Can Your Employees Be Manipulated?
Banks at Risk from Coercion, Ancient InfrastructureAs financial institutions update their defenses in light of new types of online threats - from scams to network-penetrating cyber-attacks - they must factor in all of the ways that their systems and employees might be directly targeted or manipulated.
See Also: How Active Directory Security Drives Operational Resilience
So says Dublin-based information security consultant and Europol cybersecurity adviser Brian Honan in the wake of the Federal Financial Institutions Examination Council issuing new security alerts. Those warnings focus on destructive malware attacks as well as online attacks that are designed to harvest large amounts of valuable data at once.
The FFIEC alert warns that attackers are favoring phishing and malware-based campaigns, which are relatively inexpensive and offer high probabilities for success. "Criminals will use various ploys to get staff to click on links or download attachments, which, in turn, infect their computers," Honan says.
Other attacks, however, may be made directly against vulnerable systems. "Common Web flaws are one way that large amounts of data are stolen," Honan tells me. For example, injection attacks - such as those targeting SQL injection flaws - can give remote attackers a potential way to steal large amounts of data at once if they can successfully pass "data dump" commands to Internet-connected databases.
OWASP Top 10: Few Changes
When it comes to exploiting common Web flaws, unfortunately, online attackers continue to enjoy many options. Indeed, the top 10 list of the worst Web flaws - maintained by the Open Web Application Security Project, or OWASP) - includes injection flaws, broken authentication, cross-site scripting and security misconfigurations. What's notable is that these risks don't appear to be dying out. According to an OWASP review of the top-ranked threats from 2003 until 2013, for example, while the ranking of various types of flaws may have changed, the list continues to be comprised largely of the exact same flaws.
Some of those risks are more dangerous today than in the past. For example, while attackers previously used cross-site scripting, or XSS, attacks to steal users' session cookies and impersonate them on websites, attackers today may employ XSS to infect visitors to a website with malware that gives the attacker backdoor access to the victim's system, says Ilia Kolochenko, who heads Geneva, Switzerland-based security firm High-Tech Bridge.
Why Common Flaws Linger
One reason such flaws linger, Kolochenko tells me, is because as developers get a handle on how to eradicate them, new types of technology or protocols - such as HTML5 - come along. Developers must then learn anew - or less experienced ones for the first time - how to spot and eradicate common, easily exploitable Web flaws.

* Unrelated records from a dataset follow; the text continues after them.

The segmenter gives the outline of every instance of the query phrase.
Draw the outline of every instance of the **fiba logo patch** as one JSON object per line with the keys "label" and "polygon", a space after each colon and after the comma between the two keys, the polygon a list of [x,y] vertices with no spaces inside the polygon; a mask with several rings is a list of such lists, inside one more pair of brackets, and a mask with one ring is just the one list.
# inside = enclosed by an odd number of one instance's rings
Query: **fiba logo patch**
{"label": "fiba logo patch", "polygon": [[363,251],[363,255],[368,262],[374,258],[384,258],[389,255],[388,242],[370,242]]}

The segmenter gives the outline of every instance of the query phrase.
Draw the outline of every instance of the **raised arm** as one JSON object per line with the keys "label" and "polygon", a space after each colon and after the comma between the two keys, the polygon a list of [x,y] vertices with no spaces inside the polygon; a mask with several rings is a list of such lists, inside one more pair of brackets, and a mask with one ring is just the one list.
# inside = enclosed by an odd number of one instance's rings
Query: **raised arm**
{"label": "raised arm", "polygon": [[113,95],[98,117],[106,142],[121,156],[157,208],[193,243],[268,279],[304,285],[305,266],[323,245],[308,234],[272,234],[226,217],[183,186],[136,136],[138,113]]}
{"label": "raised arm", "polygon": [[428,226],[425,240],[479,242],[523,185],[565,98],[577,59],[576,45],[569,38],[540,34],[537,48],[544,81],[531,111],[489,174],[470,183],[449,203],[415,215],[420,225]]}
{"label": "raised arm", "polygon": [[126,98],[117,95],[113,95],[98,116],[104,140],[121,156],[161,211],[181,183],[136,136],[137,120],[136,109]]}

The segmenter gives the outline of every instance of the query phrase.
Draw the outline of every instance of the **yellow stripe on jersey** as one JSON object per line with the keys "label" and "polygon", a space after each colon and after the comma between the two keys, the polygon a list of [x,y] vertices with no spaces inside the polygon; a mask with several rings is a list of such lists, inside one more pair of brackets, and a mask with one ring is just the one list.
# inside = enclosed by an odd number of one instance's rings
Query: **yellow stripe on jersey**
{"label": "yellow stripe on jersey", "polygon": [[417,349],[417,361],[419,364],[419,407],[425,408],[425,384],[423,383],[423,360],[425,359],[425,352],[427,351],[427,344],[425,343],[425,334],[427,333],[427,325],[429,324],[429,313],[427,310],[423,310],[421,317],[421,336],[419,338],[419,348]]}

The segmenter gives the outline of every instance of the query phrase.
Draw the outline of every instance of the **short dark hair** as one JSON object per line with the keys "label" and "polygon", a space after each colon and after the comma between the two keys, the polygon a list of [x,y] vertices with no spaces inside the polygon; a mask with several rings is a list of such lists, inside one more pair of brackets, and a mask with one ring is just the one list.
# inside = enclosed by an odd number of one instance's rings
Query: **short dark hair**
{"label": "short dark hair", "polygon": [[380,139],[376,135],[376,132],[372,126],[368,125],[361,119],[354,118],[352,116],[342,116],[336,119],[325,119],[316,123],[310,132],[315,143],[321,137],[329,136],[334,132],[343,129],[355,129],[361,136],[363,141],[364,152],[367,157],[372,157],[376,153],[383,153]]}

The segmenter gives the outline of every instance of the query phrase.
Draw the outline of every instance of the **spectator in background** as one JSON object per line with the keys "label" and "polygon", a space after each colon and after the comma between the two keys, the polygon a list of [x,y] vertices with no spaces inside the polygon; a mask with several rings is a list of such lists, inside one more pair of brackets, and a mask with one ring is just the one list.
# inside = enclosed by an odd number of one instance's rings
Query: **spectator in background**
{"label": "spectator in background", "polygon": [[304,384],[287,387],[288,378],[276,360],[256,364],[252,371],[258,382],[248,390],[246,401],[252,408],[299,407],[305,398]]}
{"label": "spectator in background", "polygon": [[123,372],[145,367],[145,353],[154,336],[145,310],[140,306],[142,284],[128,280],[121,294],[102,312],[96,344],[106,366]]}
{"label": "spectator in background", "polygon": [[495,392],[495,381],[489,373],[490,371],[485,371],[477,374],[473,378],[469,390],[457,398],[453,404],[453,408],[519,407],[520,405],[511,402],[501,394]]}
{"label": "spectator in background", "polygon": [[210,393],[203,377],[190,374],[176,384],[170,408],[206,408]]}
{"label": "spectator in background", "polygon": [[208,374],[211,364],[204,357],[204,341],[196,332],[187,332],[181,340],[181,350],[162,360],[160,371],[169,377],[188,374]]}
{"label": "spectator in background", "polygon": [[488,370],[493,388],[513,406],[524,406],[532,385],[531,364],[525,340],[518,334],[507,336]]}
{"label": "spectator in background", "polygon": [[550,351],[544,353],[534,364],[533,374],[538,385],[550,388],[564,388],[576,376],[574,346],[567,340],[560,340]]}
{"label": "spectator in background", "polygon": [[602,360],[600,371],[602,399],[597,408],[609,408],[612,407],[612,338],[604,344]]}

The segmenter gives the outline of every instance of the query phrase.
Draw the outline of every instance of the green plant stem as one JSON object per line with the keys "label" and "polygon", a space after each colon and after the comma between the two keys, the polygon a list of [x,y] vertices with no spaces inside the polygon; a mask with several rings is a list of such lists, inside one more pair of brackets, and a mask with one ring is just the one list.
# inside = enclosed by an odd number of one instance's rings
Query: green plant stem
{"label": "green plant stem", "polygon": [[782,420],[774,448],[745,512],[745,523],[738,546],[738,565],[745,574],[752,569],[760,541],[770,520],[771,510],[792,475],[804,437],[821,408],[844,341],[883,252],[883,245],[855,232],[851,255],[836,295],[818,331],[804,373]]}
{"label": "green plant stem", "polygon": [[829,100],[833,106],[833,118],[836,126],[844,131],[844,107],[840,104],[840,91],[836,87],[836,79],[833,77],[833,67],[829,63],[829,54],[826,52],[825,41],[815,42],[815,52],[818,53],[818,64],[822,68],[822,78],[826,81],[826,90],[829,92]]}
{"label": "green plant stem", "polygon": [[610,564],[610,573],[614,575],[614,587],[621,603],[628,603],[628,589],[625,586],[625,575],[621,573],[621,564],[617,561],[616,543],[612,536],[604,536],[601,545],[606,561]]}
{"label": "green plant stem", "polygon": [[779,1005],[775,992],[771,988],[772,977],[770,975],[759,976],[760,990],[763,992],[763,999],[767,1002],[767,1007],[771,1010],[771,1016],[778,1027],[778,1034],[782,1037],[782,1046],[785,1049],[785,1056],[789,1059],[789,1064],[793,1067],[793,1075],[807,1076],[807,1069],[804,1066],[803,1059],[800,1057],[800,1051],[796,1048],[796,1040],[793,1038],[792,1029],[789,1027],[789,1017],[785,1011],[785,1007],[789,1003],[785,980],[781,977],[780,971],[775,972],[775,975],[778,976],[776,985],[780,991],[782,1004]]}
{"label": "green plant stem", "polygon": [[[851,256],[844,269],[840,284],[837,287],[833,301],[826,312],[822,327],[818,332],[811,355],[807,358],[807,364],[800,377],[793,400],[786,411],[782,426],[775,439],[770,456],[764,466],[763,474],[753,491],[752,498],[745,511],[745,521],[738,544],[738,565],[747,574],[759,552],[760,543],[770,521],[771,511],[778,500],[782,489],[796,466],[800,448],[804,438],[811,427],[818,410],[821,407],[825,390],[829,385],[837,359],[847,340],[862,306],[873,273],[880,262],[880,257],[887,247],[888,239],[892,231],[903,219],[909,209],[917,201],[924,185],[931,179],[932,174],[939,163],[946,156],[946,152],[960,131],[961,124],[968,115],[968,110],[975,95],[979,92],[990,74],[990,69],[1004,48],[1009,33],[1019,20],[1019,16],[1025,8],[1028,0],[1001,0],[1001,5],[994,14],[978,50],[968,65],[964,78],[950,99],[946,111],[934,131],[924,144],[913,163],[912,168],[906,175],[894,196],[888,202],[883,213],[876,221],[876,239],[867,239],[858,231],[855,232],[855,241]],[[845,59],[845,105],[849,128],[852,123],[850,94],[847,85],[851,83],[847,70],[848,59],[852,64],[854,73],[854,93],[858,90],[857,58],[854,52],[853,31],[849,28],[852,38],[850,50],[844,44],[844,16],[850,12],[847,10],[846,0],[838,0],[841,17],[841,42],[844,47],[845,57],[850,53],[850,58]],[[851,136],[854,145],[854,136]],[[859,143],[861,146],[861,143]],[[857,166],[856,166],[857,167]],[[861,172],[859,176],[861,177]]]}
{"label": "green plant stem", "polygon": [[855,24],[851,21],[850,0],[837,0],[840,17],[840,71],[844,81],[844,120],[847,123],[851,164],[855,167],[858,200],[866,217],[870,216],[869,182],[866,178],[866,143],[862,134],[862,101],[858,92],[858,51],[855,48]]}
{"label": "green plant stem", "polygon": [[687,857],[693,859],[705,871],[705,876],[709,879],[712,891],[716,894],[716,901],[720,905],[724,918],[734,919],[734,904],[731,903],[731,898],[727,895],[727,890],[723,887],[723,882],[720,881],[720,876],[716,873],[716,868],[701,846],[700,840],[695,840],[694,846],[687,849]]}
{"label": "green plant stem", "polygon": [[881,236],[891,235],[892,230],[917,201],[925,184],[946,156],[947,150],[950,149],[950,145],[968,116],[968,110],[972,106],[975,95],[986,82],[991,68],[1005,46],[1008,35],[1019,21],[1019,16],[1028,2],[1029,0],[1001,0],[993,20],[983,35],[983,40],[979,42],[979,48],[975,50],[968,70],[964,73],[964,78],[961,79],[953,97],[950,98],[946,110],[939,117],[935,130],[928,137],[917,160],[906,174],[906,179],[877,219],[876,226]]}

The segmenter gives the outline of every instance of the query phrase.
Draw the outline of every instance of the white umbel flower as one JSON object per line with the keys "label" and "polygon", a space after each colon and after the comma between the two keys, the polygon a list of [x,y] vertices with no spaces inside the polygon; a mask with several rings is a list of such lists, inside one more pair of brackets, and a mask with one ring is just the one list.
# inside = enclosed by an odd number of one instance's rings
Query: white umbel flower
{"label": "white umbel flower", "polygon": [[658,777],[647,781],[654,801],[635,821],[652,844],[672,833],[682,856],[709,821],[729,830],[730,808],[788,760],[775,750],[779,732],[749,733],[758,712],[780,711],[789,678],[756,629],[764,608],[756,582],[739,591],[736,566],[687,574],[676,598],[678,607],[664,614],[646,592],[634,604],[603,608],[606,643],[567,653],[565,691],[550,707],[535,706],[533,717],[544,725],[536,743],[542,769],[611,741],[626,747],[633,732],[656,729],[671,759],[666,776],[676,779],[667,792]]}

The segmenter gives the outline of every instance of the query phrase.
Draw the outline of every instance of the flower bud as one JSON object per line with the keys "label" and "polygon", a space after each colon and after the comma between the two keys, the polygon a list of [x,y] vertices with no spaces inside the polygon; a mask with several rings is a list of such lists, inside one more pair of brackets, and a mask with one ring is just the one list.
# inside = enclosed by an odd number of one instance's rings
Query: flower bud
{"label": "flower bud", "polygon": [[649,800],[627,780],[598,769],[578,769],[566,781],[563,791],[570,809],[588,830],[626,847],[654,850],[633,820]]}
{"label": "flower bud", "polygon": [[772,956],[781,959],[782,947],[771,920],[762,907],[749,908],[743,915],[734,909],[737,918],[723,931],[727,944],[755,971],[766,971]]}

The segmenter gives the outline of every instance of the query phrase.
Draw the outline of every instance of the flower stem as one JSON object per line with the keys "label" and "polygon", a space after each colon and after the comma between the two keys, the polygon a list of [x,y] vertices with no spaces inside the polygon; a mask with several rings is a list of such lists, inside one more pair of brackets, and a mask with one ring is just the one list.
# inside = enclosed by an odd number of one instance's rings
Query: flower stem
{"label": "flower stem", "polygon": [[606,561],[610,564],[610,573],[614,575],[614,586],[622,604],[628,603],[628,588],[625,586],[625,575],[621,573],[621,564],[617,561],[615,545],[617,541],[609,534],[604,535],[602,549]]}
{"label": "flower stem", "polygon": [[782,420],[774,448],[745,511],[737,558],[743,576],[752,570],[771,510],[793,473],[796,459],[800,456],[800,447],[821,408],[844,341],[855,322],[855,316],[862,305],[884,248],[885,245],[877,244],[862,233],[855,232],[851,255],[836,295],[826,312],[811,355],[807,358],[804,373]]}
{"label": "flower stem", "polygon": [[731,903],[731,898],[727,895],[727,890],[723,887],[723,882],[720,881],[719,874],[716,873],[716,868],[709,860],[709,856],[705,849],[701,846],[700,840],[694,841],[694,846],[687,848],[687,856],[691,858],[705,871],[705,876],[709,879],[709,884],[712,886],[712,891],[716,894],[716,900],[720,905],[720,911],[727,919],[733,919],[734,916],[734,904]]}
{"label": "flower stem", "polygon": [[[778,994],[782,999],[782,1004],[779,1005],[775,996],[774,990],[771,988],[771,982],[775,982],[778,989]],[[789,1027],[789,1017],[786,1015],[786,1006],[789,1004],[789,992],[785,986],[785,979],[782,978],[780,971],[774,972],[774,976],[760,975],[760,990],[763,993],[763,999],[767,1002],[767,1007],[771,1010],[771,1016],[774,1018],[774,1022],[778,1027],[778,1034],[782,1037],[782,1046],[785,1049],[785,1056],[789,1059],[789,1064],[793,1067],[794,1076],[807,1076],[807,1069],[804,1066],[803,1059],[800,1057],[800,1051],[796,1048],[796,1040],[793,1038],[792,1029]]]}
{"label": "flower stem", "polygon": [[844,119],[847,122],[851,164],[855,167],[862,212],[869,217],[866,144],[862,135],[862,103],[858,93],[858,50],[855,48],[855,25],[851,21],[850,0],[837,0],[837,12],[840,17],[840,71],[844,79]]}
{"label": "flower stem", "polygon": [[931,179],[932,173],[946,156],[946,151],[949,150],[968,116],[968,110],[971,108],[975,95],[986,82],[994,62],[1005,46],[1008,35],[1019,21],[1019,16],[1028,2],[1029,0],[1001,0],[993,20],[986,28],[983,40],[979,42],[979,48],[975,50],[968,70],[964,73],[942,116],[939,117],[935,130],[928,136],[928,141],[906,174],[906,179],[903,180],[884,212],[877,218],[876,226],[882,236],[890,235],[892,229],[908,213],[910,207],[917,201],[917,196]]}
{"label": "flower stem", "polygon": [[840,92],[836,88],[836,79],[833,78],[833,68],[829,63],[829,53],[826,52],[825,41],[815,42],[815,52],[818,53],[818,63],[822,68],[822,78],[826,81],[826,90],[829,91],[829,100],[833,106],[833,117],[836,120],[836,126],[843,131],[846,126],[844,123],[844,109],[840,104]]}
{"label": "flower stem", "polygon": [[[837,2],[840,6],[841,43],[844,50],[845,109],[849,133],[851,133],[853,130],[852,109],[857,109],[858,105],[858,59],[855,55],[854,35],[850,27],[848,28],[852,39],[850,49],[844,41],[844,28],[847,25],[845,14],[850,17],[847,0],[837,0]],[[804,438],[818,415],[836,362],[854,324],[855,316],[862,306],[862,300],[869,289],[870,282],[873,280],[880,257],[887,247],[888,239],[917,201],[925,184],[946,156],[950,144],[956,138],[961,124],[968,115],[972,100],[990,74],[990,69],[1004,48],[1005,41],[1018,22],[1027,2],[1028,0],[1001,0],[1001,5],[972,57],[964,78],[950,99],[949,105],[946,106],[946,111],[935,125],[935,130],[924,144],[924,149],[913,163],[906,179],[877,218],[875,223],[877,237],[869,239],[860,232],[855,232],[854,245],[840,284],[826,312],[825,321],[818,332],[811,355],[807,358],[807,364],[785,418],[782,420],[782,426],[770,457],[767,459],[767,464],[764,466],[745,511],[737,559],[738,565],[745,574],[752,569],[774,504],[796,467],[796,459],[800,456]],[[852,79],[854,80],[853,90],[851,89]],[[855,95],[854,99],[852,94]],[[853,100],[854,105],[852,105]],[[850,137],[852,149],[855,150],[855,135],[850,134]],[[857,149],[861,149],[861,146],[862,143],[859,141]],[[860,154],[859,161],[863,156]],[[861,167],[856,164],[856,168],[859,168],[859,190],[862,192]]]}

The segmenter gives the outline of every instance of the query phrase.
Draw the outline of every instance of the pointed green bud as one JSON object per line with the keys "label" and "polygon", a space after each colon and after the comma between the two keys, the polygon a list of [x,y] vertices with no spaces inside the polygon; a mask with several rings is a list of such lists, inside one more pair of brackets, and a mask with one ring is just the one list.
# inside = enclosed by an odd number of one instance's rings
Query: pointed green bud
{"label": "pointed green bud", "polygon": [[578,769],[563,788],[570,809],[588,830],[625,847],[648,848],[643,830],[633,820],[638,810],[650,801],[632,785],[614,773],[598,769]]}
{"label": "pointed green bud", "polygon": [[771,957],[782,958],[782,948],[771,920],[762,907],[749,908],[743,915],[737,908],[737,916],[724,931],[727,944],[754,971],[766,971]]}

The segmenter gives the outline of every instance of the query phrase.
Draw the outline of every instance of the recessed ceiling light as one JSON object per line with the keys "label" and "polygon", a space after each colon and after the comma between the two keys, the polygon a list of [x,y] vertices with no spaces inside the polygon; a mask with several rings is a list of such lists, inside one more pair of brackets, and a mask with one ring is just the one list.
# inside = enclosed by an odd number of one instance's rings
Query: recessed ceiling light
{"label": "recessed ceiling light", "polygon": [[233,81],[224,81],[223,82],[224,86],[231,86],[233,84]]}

Another reason such vulnerabilities don't die, he says, is because a lot of old infrastructure remains in use. In one recent security test for a customer - Kolochenko declined to name the firm - penetration testers from his company discovered that the business had launched an online platform in 2006 that it was no longer supporting. But the infrastructure was still active and presented the penetration testers with a variety of easy-to-exploit, Internet-connected systems with well-known vulnerabilities, which would have given a real attacker a pathway to corporate systems storing sensitive customer data.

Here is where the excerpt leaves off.